Value-Add: Selling Solutions to Clients | Susan Sommers & Max Paterson
We have so many custom solutions we’ve created, but Susan Sommers and Max Paterson asked the question of how do you turn that custom solution into a standard application? Susan asks a few questions that can help guide you on determining what works best in this situation:
- Are you building this solution for your client base, or is it broader?
- How do we want to position this tool in the market?
- Do you want the result to be a big and bold project or a minimal viable product?
All solid questions to ask before taking on this potentially massive investment of time and money.

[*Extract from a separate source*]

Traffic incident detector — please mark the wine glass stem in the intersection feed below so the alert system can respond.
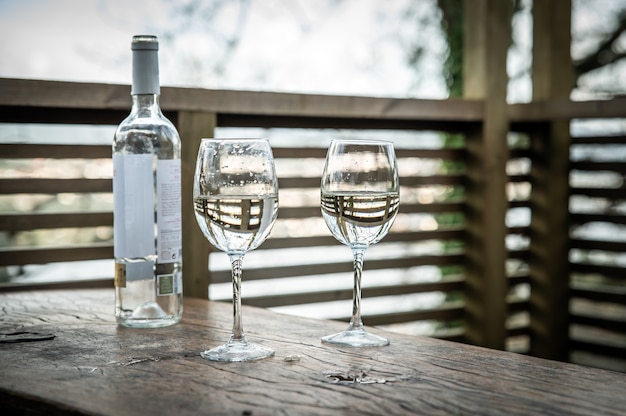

Paterson points out the planning and development process and talked about how they developed the products in modules that can be reused. They looked at the platform and environment that the product would run on. How do you keep it evergreen so that it continues to exist and perform over and over? You want to be able to move this away from the technical side of the process and over to the business side of the project. Documentation is key here. And finally, gather the data from the beginning in order to understand if the product is successful or not.
That brings my overview to a close. These 20 presentations were absolutely fantastic. I have a feeling that I’ll be reaching out to a number of you to discuss this further on The Geek in Review Podcast, so all you presenters have been warned.